The Lace Monitor, or Lace Goanna, Varanus varius, is a member of the monitor lizard family. In Australia we commonly refer to them as goannas.
Lace monitors are the second-largest monitor in Australia after the Perentie.
They can be as long as 2.1 metres (over 6 ft 10ins) with a head and body length of up to 76.5 cm (2½ ft).
The tail is long and slender and about 1.5 times the length of the head and body.
Maximum weight of lace monitor can be 20 kg.(44 lb), but most adults are much smaller.
These common monitors are found in eastern Australia and range from Cape York Peninsula to south-eastern South Australia. They frequent both open and closed forests and forage over long distances (up to 3 km a day).
They are mainly active from September to May, and are inactive in cooler weather when they shelter in a tree hollow or under a fallen tree or large rock.

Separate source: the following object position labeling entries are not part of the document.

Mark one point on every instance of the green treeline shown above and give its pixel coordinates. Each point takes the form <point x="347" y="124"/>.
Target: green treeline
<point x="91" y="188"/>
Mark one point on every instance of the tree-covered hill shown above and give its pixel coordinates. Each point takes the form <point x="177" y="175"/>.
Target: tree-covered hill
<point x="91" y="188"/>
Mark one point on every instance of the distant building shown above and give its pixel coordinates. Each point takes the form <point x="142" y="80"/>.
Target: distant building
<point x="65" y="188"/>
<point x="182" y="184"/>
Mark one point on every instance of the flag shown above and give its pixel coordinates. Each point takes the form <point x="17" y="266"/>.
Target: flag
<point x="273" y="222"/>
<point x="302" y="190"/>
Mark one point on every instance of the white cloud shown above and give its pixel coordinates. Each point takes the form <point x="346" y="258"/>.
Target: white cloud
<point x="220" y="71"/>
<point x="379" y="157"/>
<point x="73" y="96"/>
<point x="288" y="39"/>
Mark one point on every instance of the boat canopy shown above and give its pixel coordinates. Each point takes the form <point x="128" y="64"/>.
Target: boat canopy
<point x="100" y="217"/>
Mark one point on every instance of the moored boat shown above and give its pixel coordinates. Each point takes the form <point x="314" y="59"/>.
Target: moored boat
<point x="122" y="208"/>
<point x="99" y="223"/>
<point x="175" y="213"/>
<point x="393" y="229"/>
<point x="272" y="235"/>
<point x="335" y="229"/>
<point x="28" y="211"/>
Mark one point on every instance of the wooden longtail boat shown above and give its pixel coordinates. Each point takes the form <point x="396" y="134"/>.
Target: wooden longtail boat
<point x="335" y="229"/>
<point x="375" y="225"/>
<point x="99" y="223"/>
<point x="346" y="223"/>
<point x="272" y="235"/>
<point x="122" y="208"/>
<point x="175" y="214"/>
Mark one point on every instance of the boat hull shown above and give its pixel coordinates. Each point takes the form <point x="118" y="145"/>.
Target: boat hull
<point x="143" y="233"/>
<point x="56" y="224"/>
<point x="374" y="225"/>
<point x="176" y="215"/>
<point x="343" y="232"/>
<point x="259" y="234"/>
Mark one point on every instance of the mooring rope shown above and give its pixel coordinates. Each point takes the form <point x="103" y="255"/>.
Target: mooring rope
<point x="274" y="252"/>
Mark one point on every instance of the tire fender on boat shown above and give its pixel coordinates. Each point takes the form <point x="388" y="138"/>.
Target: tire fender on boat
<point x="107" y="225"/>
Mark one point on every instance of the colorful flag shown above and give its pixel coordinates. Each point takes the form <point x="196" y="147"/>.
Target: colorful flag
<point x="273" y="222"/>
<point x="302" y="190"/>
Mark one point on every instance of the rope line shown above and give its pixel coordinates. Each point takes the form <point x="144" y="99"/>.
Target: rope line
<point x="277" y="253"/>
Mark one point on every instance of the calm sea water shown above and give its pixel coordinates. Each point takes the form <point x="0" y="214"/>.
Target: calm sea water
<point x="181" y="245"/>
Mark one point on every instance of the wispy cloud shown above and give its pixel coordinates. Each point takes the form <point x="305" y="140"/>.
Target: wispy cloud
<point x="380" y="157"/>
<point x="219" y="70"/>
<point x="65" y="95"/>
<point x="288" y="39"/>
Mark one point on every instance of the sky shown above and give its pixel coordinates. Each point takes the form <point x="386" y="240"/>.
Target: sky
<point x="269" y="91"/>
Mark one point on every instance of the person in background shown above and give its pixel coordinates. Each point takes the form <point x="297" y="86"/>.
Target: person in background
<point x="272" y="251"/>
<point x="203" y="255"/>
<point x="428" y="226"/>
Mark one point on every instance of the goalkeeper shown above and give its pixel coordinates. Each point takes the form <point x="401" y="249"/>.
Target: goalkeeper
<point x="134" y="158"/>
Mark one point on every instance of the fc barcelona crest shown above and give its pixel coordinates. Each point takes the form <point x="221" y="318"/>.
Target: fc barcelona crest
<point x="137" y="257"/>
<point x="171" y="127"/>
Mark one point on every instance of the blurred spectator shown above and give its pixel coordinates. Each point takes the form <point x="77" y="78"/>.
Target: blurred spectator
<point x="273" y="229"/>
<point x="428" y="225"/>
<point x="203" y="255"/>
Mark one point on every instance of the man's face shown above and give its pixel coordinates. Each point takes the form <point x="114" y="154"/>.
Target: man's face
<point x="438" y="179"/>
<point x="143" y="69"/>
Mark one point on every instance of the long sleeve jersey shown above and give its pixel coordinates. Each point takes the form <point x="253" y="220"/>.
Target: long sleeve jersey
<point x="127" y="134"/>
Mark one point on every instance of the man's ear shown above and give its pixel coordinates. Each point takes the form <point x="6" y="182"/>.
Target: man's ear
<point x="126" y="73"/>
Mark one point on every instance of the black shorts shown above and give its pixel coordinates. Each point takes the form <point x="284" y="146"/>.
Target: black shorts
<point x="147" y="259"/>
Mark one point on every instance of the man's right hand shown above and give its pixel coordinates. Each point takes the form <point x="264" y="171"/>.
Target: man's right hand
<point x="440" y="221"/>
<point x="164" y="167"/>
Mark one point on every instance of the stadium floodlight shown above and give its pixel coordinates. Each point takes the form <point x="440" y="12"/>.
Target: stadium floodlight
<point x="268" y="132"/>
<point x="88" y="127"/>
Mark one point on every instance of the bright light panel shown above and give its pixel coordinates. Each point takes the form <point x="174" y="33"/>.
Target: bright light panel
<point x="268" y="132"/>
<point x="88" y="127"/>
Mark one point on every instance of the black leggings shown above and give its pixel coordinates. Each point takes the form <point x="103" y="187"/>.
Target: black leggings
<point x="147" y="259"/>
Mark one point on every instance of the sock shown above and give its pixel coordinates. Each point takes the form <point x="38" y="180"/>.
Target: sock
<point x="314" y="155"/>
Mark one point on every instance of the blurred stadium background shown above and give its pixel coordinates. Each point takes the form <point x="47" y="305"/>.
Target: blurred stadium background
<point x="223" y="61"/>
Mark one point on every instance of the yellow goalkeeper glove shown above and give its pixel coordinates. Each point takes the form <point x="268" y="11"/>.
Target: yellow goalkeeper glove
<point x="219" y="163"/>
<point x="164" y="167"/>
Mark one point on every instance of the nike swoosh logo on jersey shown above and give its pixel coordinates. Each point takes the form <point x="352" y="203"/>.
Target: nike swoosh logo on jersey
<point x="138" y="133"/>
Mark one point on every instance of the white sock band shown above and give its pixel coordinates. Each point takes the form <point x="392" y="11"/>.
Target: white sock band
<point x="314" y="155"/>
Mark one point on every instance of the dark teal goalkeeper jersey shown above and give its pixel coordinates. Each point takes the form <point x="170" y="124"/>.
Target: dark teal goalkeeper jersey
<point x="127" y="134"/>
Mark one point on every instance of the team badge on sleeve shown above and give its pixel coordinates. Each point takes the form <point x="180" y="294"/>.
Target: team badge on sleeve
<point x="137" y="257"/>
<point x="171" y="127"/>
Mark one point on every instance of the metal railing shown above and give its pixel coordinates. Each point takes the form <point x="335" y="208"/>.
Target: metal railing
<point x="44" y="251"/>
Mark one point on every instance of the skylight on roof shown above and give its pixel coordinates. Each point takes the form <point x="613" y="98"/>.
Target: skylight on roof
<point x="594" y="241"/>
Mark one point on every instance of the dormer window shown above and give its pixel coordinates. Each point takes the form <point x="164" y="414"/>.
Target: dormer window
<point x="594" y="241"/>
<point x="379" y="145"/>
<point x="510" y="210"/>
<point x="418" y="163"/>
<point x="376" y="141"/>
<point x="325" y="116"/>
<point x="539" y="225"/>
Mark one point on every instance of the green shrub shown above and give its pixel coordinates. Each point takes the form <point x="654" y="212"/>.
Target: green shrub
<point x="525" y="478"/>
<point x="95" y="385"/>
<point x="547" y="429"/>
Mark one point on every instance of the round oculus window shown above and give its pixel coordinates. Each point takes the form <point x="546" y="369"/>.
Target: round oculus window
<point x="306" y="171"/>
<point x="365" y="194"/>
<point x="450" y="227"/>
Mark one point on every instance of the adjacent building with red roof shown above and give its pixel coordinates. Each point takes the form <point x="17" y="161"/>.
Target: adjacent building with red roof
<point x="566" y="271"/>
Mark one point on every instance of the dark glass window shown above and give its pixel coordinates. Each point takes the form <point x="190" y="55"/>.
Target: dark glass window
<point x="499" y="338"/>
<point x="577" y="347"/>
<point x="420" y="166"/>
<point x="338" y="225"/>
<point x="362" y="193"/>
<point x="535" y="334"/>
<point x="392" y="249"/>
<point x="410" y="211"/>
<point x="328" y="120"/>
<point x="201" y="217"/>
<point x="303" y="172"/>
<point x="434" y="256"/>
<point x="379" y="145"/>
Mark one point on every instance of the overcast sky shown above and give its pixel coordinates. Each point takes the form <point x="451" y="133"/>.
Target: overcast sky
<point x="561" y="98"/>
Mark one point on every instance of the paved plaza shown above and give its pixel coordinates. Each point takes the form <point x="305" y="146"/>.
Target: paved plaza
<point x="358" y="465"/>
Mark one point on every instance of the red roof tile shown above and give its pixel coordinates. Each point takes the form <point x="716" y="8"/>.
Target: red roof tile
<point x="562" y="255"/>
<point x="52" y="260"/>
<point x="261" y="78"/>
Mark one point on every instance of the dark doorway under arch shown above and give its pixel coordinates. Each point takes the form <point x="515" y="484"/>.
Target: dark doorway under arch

The females lay from 4 to 14 eggs in spring or summer in termite nests. They frequently attack the large composting nests of Scrub Turkeys to steal their eggs, and often show injuries on their tails inflicted by male scrub turkeys pecking at them to drive them away.
Their diet typically consists of insects, reptiles, small mammals, birds and birds’ eggs. They are also carrion eaters, feeding on already dead carcasses of other wildlife.
Lace monitors will also forage in areas inhabited by people, raiding chicken coops for poultry and eggs, rummaging through unprotected domestic garbage bags, and trash cans in picnic and recreational areas.
Like all Australian goannas, they were a favourite traditional food of Australian Aboriginal peoples and their fat was particularly valued as a medicine and for use in ceremonies.